The United States innovated most of the information and communication technologies (ICT) that over the past 40 years that are transforming an analog socio-economy into a digital one. But the nation has lagged in the transition. Much of its existing telecommunications infrastructure is designed for an analog 20th century world of voice telephone service over twisted pair copper and premium television channels over coaxial cable.

America’s slow modernization of its legacy copper telephone system to fiber reflects the prolonged transition from an analog-based socio economy to a digital one in the 21st century. Related to this is that many Americans do not utilize ICT to allow their “full participation in the society and economy of the United States” according the Infrastructure Investment and Jobs Act (IIJA) of 2021.

At the close of the 20th century, the Telecommunications Act of 1996 foresaw the digitization of the telecommunications as the mass market Internet was taking off and some regional telephone companies filed plans with state regulators to offer two way video over fiber. But because the Internet as a means of communication was new, its drafters believed market competition would bring about reliable and affordable Internet connectivity as well as Internet-enabled devices and applications and online content.
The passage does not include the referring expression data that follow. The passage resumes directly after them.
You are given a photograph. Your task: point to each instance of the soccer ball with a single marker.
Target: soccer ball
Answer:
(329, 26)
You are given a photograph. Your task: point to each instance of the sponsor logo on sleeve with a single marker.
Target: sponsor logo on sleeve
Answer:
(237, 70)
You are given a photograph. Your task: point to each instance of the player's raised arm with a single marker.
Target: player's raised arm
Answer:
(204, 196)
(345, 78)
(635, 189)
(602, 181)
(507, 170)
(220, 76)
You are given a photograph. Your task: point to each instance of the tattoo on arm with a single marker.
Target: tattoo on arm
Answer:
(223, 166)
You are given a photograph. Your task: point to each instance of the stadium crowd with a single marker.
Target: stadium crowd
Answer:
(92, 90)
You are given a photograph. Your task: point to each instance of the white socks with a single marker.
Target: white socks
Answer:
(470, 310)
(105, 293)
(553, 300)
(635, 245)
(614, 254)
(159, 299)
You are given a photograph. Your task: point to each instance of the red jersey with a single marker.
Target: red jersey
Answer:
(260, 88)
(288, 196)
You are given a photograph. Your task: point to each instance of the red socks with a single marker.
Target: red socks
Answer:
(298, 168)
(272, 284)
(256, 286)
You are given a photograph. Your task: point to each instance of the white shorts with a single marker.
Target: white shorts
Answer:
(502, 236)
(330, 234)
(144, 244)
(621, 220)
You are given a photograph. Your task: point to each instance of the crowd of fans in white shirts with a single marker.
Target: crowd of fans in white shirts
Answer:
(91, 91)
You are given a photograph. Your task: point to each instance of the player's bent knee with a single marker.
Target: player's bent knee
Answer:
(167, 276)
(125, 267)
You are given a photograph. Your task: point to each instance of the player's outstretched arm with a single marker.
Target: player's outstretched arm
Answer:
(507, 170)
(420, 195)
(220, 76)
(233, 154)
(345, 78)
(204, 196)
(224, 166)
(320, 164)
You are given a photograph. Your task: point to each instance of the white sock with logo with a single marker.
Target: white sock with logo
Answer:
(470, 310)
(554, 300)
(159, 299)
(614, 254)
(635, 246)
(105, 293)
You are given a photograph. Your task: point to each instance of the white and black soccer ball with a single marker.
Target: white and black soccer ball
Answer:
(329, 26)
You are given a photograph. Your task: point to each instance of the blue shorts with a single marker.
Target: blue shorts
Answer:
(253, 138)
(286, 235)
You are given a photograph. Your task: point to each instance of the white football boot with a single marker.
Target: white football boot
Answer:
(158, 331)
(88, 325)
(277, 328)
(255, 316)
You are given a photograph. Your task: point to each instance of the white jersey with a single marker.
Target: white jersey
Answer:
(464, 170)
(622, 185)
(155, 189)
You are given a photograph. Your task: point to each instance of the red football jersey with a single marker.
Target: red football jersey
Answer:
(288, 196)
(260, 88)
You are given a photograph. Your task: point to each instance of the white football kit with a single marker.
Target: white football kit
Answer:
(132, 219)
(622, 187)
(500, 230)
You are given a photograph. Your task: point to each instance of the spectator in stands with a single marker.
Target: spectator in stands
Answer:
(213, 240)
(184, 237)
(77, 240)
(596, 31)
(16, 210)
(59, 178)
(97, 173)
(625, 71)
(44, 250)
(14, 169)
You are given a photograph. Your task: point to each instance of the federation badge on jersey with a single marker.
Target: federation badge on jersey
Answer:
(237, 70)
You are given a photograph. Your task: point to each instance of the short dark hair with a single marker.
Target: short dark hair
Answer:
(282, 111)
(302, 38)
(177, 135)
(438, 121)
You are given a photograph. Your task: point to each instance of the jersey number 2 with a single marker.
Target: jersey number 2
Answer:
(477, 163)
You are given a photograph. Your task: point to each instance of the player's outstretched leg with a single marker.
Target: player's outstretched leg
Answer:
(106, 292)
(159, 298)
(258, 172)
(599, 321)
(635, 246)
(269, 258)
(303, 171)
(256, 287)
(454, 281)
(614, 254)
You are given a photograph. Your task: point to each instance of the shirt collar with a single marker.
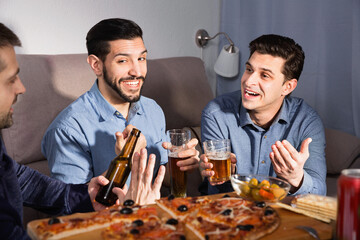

The market competition will float all boats theory failed to reflect reality relative to Internet connectivity. A quarter century after the law was enacted, millions of Americans lack reliable and affordable connectivity, creating a “digital inclusion” challenge as it is described in the IIJA. Instead, market forces led to market segmentation, leaving lots of locations unconnected. The reason is making those connections isn’t that different from other utilities. Like voice telephone service, those copper cables that delivered it every home and business voice telephone service function as a natural terminating monopoly that doesn’t operate as a competitive market due to high cost barriers to competitor entry and first mover advantage.

That fundamental flaw in the 1996 Telecom Act left the nation further behind than where it should be for deployment of robust digital infrastructure with the old analog copper twisted pair telephone connections replaced with fiber reaching most every doorstep by 2010 at the latest. Over the interim, substandard and less reliable substitutes were employed such as Digital Subscriber Line (DSL) over copper and fixed and mobile wireless and satellite technology.

The IIJA while nominally an infrastructure measure that allocates federal dollars to states to build out advanced telecommunications infrastructure, like the 1996 Telecom Act, it doesn’t affirmatively  specify fiber to the premises (FTTP) infrastructure. However, the National Telecommunications and Information Administration (NTIA), charged with administrating the federal funds to the states, states a clear preference for FTTP. In that regard, public policy is slowly advancing into the digital age.